# Pandas Basics

> Pandas is a widely-used Python library for data manipulation and analysis, centred around tabular data structures. It offers powerful and flexible data structures, such as `DataFrame`s and `Series`, to enable efficient data wrangling, cleaning, and analysis.

### Key Features of Pandas

Pandas has a wide range of features for viewing and manipulating tabular data:

- **Data Exploration and Analysis**: It provides functions for calculating descriptive statistics, summarising data, and identifying trends or patterns
- **Graphing and Visualization**: It has integrations with libraries like Matplotlib for creating informative plots and charts directly from `DataFrame`s
- **Data Cleaning and Preparation**: Tools for handling missing data, detecting outliers, and preparing datasets for analysis or machine learning models
- **Data Transformation**: Capabilities for reshaping, pivoting, and transforming datasets to suit specific analysis needs
- **File Compatibility and I/O**: Efficiently reads and writes to a variety of file formats, such as CSV, Excel, and SQL databases, facilitating easy data import and export

## Practical Applications

Pandas is used in various applications within data science and related fields:

- **Data Cleaning and Preparation**: It streamlines the process of cleaning raw data, handling missing values, and preparing datasets for analysis
- **Exploratory Data Analysis (EDA)**: Offers tools for deep-diving into datasets, uncovering insights, and informing subsequent analysis or modelling decisions
- **Data Transformation and Aggregation**: Essential for reshaping data, creating summary tables, and performing group-wise operations for data analysis
- **Data Visualisation**: Aids in creating meaningful visual representations of data, crucial for reporting and storytelling in data science

Pandas' functionality is not only robust but also relatively user-friendly, making it a go-to tool for data professionals seeking to perform efficient and effective data analysis.

## Installation

Pandas can be installed directly via `pip` using the `pip install pandas` command.
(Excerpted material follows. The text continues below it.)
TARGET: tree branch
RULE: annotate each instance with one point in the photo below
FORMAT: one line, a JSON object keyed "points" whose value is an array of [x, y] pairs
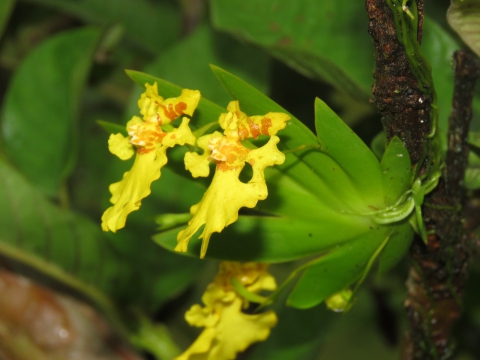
{"points": [[438, 270]]}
Alternatively you can create a Conda environment and then use `conda install pandas` inside the activated environment.

You can check that Pandas is installed correctly using the following command in your CLI:

`python -c "import pandas as pd; print(pd.__version__)"`

This should return the version of Pandas that you have installed.

## Creating Your First Pandas Project

For most operations, Pandas is best used inside a Jupyter Notebook. Notebooks allow you to run individual code blocks separately, and render Pandas outputs in a more human-readable format.

1. Create a new notebook by typing `touch pandas_demo.ipynb` in the CLI
2. Inside the notebook, write `import pandas as pd`. Pandas is typically imported using the `pd` alias for the sake of brevity.



## Pandas Data Structures

> Pandas introduces two primary data structures: `Series` and `DataFrame`. A `Series` is a one-dimensional array-like object, akin to a column in a spreadsheet, while a `DataFrame` is a two-dimensional table with rows and columns, similar to a whole spreadsheet. Both are built on top of `array` objects from the NumPy library, which are multidimensional arrays intended for numerical data. Pandas extends their capabilities with more functionality and a focus on using a wider variety of data types. Pandas `Series` objects are ideal for single-dimensional data representation, whereas `DataFrames` are more suited for complex, multi-dimensional data analysis.  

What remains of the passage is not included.